How are we addressing these challenges? Our goal is to move toward a high-quality education. We have taken four key steps to make this happen– increasing our level of teacher experience, expanding teacher involvement in decision-making, support for teachers on curriculum implementation and adoption, and bringing in support for our teachers. Some of these steps are being taken to address the weaknesses we have discussed. Others are aimed at ensuring we are in a better position going forward. Nothing contributes to student success like an excellent teacher. Pima has the best teachers you will find anywhere. Every teacher has the potential to be better next year than they are right now. We are working to provide both the motivation and the opportunities for our teachers to maximize growth – growth as professionals and growth in student knowledge. At the same time, we continue to strive to retain the great teachers we have. We are supportive of their life-work balance while we strive to attract new experienced teachers with competitive compensation packages.

Our teachers are great and continue to get better every year. Those teachers are not only valuable because they instruct our students. Also, they are important participants in our decision-making process. Better communication helps us to identify challenges and develop effective solutions when adjustments are necessary. This is essential if we are to keep challenges from diminishing our ability to meet student needs.

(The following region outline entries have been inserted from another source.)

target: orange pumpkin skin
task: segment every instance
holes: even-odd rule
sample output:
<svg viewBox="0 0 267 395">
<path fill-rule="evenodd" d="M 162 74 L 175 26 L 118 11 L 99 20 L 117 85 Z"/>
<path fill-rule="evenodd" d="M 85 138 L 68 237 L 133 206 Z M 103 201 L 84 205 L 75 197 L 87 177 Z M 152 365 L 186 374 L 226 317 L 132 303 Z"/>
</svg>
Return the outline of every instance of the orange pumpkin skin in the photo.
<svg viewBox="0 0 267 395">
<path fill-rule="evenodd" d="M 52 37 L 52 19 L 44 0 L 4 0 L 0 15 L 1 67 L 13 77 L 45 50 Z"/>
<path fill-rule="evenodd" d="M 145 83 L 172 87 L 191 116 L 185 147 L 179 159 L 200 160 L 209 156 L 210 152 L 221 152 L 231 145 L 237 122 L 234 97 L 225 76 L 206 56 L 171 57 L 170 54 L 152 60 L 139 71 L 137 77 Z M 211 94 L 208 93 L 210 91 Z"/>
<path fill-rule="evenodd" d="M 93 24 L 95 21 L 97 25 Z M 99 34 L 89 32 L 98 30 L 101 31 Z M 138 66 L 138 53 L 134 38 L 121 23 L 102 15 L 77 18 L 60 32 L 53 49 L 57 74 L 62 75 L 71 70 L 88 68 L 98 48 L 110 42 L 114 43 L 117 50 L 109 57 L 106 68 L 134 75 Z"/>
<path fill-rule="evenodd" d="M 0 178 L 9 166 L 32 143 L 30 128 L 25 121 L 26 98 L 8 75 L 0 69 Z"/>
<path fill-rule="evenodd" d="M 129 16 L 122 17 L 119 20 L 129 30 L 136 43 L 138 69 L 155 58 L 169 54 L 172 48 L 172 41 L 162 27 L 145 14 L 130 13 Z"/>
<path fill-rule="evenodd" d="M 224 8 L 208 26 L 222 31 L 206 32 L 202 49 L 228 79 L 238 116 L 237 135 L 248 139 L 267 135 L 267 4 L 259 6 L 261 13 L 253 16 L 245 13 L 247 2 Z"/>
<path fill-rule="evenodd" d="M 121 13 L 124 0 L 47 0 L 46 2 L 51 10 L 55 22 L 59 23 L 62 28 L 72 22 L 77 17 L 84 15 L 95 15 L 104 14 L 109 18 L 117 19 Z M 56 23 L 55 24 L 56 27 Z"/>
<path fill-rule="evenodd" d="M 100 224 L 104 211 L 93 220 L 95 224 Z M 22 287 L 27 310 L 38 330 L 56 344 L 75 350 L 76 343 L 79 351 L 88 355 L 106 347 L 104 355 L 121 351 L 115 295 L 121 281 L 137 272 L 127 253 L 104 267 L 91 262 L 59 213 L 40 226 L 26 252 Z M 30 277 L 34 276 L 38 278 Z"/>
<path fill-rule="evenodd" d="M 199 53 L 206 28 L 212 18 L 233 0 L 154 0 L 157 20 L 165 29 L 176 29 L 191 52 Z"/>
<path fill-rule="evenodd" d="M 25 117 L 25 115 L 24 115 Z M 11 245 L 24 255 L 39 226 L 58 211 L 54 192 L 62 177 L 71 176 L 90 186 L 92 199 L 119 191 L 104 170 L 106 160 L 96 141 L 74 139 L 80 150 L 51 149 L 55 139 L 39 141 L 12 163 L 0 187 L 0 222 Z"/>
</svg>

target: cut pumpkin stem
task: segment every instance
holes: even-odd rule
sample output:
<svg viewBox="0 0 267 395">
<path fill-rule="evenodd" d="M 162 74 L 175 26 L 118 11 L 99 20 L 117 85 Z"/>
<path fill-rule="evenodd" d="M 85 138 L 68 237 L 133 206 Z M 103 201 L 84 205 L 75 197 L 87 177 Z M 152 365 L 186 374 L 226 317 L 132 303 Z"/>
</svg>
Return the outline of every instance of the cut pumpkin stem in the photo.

This year we have put in place content specialists, in math and literacy, at the Elementary School. These are veteran teachers who have pursued additional training in their subject area to help them support other teachers. Part of their job is getting into classrooms and working with teachers to better implement the curriculum. They are also involved in reviewing the effectiveness of existing curricula and piloting new curricula. So, teachers are never left alone to figure out how to use the tools they are given. It also means we are reviewing the effectiveness of our curriculum based on implementation and quality. To help us accomplish all of this we are going to use tried and true methods to improve our school. The normal pattern for supporting school improvement is to wait until a year has passed. Then the state comes in and demands changes. Instead, we are gathering available resources to take our commitment to do better and build momentum that will propel us far beyond where we have been in the past. A three-pronged effort made up of experienced consultants, internal leadership, and support to motivate and assist individual teachers will all be funded through an existing public-private partnership developed by Governor Ducey’s office. This program will help us to do what we are already planning to accomplish with even greater effectiveness.

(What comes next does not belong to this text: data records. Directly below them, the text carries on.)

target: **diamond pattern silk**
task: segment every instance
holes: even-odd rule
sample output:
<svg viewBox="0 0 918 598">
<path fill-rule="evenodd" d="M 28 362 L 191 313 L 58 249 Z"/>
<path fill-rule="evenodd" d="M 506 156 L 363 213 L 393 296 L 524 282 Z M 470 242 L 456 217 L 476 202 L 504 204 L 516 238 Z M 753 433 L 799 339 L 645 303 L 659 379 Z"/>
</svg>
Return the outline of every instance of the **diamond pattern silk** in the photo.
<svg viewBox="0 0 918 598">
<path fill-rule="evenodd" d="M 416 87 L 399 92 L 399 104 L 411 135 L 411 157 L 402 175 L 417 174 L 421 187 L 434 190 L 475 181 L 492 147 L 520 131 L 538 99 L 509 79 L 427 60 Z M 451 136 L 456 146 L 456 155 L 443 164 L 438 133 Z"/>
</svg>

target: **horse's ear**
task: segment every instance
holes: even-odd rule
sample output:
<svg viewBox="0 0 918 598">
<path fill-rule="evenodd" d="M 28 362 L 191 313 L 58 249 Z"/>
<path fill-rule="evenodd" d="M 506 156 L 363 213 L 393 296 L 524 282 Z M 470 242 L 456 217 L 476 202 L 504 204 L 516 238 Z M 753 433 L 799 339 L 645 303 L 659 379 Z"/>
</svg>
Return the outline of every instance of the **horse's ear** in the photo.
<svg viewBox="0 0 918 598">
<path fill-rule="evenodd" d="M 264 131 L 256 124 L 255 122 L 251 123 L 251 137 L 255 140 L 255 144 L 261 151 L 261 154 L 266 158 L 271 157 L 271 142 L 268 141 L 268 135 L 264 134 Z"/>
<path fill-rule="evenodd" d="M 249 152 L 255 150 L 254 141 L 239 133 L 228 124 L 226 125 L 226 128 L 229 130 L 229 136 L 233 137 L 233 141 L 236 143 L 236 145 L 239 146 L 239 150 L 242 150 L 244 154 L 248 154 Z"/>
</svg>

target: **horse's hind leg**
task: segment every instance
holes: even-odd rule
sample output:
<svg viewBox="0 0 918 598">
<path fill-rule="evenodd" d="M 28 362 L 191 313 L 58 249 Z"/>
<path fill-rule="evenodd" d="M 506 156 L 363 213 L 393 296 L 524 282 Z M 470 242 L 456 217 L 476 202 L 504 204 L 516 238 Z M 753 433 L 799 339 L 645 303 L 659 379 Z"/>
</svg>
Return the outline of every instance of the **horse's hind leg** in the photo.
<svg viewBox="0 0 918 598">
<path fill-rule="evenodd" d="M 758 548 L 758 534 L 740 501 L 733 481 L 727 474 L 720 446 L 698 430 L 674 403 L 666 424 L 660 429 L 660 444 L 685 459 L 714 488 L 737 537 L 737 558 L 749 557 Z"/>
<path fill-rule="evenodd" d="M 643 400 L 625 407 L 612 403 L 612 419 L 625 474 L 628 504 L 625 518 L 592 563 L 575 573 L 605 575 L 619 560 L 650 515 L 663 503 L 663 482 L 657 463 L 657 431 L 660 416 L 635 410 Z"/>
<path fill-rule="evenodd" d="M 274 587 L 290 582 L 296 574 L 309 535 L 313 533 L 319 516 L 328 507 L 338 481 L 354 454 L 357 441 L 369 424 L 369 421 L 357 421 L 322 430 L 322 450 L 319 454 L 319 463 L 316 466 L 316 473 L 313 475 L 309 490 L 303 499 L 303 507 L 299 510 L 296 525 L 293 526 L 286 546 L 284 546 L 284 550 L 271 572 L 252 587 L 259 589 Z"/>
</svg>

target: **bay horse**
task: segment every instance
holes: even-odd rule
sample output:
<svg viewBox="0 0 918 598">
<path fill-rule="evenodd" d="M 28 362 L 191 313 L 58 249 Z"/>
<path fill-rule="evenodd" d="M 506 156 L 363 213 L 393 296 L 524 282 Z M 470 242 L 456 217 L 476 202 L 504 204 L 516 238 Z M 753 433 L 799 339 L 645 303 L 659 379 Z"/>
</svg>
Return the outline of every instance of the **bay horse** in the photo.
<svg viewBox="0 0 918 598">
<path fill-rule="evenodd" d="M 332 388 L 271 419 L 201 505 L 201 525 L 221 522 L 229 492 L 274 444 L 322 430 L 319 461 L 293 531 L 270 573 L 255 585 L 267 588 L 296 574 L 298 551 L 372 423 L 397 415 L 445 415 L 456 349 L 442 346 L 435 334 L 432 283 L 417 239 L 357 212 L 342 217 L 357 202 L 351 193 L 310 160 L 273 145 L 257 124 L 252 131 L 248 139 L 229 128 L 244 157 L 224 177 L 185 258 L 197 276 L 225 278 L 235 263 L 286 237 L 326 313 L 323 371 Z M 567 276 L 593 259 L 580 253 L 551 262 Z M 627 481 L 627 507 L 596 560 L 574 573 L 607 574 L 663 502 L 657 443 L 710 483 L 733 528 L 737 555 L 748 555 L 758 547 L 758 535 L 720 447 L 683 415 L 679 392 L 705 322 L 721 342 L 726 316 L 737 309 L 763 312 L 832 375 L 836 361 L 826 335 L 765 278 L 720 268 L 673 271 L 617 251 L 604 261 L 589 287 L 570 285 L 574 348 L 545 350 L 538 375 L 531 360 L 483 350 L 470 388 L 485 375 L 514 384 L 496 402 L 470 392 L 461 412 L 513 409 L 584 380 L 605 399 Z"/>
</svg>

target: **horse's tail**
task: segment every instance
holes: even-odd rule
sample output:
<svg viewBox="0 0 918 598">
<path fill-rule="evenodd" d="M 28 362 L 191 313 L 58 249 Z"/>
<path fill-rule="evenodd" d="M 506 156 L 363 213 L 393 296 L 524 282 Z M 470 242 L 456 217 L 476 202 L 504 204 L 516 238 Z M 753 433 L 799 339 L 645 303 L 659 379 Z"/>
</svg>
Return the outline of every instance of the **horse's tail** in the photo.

We could waste time bemoaning the invalidity of the state letter grade system or pointing fingers at individuals to place blame for the current letter grade. Unfortunately, the combination of a high number of novice teachers, poorly implemented adjustments to post-pandemic practices that failed to support teacher and student needs, and a weak curriculum has put us in a difficult position. Nobody likes to get an ‘F’. In the end, I bare the burden and take responsibility for these failures. . My goal is to find the best way forward, and if it is possible, to turn our lemons into lemonade. Through discussions with district leaders, I have developed an understanding of what has gone wrong. The next step has been to find the simple things we can do to overcome the challenges bringing us down. This isn’t hard to do, especially when you have a team of professionals wanting to achieve the highest possible outcomes. Bringing significant funding to bear to ensure those who will work hard to make things better are compensated without having to make cuts elsewhere, is also my responsibility. We will make it happen. Hopefully, you can see that we have a plan to move forward in our effort to ensure every student at Pima Schools receives a high-quality education in a safe and nurturing environment, in partnership with parents and our community.